# BIOGROW



## Concreteguy (Dec 24, 2019)

Believe it or not, there's something to this stuff. I started it at two tinny scoops three times a day and it ended up putting five lbs on me and makes me look pumped 24/7. Most of you guys know I'm on zero gear at the moment so seeing changes narrows it down to just things I'm putting in my mouth. Anyone else try this product? It's nice to see something over the counter do what it advertises.

One more thing, I ordered this from the PM store. Service was great and ended up on my door step. I know theres places I could have purchased at that was just as competitive, but keeping the money in our community is important. That's how we grow and increase our internet voice.


----------



## squatster (Dec 27, 2019)

Is that product easer on your liver then juice? Not sure but Even the more muscle you carry the harder it is on your liver right?
I just don't see why supplements are easer on your liver then let's say 200 mg of test pr week. Just my thoughts-


----------



## IRONFIST (Dec 27, 2019)

i purchase from the PM store regularly , love the VIP forum over there , the guys in there are scoring huge amounts of free gear 

i havent tried biogrow before , wasnt that the product cj fletcher was promoting? is that a preworkout supp?


----------



## Concreteguy (Dec 27, 2019)

squatster said:


> Is that product easer on your liver then juice? Not sure but Even the more muscle you carry the harder it is on your liver right?
> I just don't see why supplements are easer on your liver then let's say 200 mg of test pr week. Just my thoughts-



That's a great question my friend! I'm so programed thinking everything  over the counter is tree bark or pixy dust. That's why I was shocked when it actually did something. If only you knew how bad I wanted to at least step on HRT...……. I guess mentally I am an addict. I'm still training my ass off. I have a great partner finally.


----------



## Concreteguy (Dec 27, 2019)

IRONFIST said:


> i purchase from the PM store regularly , love the VIP forum over there , the guys in there are scoring huge amounts of free gear
> 
> i havent tried biogrow before , wasnt that the product cj fletcher was promoting? is that a preworkout supp?

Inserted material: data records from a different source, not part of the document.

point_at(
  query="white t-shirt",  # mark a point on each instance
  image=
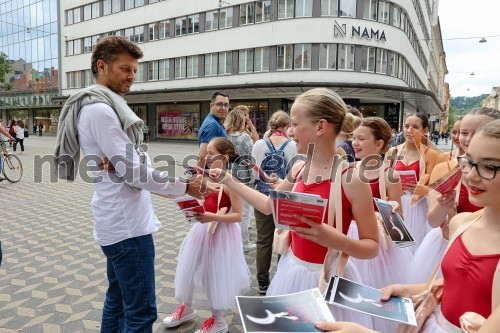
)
(119, 213)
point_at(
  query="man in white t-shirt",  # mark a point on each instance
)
(124, 219)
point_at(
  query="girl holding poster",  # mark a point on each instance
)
(318, 116)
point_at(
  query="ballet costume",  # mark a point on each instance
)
(415, 214)
(211, 270)
(469, 288)
(300, 268)
(388, 267)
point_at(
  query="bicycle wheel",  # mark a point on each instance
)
(12, 168)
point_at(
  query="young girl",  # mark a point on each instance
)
(371, 141)
(211, 268)
(318, 116)
(410, 159)
(470, 267)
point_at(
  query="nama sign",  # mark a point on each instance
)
(358, 31)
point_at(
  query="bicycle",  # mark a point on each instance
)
(12, 168)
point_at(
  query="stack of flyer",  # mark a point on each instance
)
(287, 204)
(358, 297)
(286, 313)
(394, 225)
(189, 206)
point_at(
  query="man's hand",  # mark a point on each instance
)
(199, 187)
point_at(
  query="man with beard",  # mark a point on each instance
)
(99, 121)
(213, 126)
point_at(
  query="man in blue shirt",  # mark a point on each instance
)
(212, 126)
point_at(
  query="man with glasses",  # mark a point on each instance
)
(213, 126)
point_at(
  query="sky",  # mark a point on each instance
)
(478, 18)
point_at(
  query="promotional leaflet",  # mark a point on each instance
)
(358, 297)
(394, 225)
(286, 313)
(287, 204)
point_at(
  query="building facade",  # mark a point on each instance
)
(374, 53)
(29, 37)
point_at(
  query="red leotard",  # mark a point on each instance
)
(464, 205)
(210, 203)
(310, 251)
(468, 282)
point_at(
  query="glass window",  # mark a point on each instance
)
(302, 56)
(154, 31)
(381, 67)
(345, 57)
(164, 29)
(211, 64)
(87, 12)
(193, 24)
(285, 9)
(328, 56)
(329, 7)
(153, 70)
(225, 62)
(285, 57)
(180, 26)
(246, 61)
(106, 7)
(226, 18)
(96, 10)
(263, 11)
(383, 11)
(348, 8)
(180, 68)
(303, 8)
(261, 59)
(192, 66)
(367, 59)
(212, 20)
(396, 16)
(87, 45)
(129, 4)
(142, 71)
(164, 69)
(116, 6)
(247, 14)
(370, 10)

IRORNFIST, your a good member supporting the forum. Thank you for that. You also regularly post and help and bring interesting points up.

BIOGROW is a peptide that promotes better protein assimilation. "As per the label". For the record inside of two days it made my forearms have much more veins and just look pumped.


----------



## squatster (Dec 27, 2019)

I only see positive things for you on 200mg pr week
200 - 250 what ever it takes


----------



## GearPro (Dec 27, 2019)

It’s basically just super-expensive bovine colostrum. Nothing terribly special, and available from other brands for much less $$. The science behind colostrum, IMHO, is fairly solid.


----------



## Concreteguy (Dec 27, 2019)

For those of you wondering (Like me) what the hell colostrum is. TY GP !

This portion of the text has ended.